第80話 キャラバン

 明朝、曙。

 北の門前に集まった一同は、組合長から簡単に森までの説明を受ける。


 馬車は3台で森に向かう。

 道中に盗賊・山賊が出るゾーンを通る為、各々の馬車には、冒険者と近衛兵を配置して警備の役目を担ってもらう。

 森の手前に着いたら、そこからの話を改めてする。


 大まかにはそんな内容だった。



 次に編成分けだ。

 まず、神官長と神官のがいる馬車には、B級冒険者3名が付く。

 次に、領主側の馬車には、ラスルトの右腕であるエルビスと近衛兵2名に冒険者組合の2名が付く。

 この2つの馬車は見た目も豪華で乗り心地も良さそうである。


 最後の馬車には、組合長とチームみたらし団子の6名と、神殿からの推薦冒険者「ベンジー」が乗り込む。サニーも中に入っている。

 こちらの馬車は、荷台に長椅子が付き、日よけのハッチが付いている程度の見すぼらしい馬車ではあるが、みたらし団子の面々はこちらの方が気楽だった。



 ※ ※ ※ ※


 早速の出発となり、各々馬車に乗り込む。

 もうすっかりトランシーバー変わりになっている丈二の固有スキル「万科辞典」も、しっかり組合長とカットレイが軍手で作った耳栓をしており、丈二と八木・ケレとのホットラインを結んでいた。

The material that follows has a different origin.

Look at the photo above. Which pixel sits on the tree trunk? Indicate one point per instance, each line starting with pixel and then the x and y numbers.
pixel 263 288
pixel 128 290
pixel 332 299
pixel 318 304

『なぁ組合長はん。同席になった「神官の技能を持つ冒険者」さんを、そろそろ紹介してぇな。』

 カットレイが頼む。


「まずは。悪いね、みたらし団子の諸君。私と同じ馬車に乗るということで、私の護衛は君たちに任せる。」


「はぁ?あんたが一番強いやん。」

 虎人族のミッツが突っ込む。


「まぁ、護衛も大事な任務だということだ。それと、紹介をしておこう。神殿から推薦のあったベンジー君だ。彼はシングル冒険者だが、君たちと同じでDランク。職業は吟遊詩人バード。支援職だが光魔法にも精通している。祓いや回復も出来るため、その面で援護をしえもらおうと思い君達に付いてもらった。」


 確かに、みたらし団子にはいない特性を持つ冒険者だ。


「よろしうな。チームみたらし団子で団長やっとる。カットレイや。」

 カットレイが右手を出す。


「ああ。知っとるよ。そよ風の響亭で、よく宴やっとるでしょ?たまに一緒になってるでね。」

 ウェーブの掛かった少しだけ長い髪の間から覗く優しそうな眼が笑う。


 比較的小柄で猫背気味。掴みどころのない雰囲気の吟遊詩人。そんな印象を皆は受けた。


 最も、丈二と八木は

『なぁ何となくだけど、今度は偽名古屋弁?』

『んだんだ。また面白そうなのきた。』

 と、新たな個性を歓迎している。


「基本的には前衛は出来んから、回復と支援を頑張るでよろしく。」


 意外と気さくな奴だなと、カットレイは思いながら、皆の紹介を始める。


 前衛職のナッツとミッツ、盾タンク兼指揮官のカットレイ、近接攻撃と魔法攻撃、少しの回復と支援が出来る丈二&従魔の狼サニー、遠距離職でスティング使いのアビーと回復兼弓使いのエイディ。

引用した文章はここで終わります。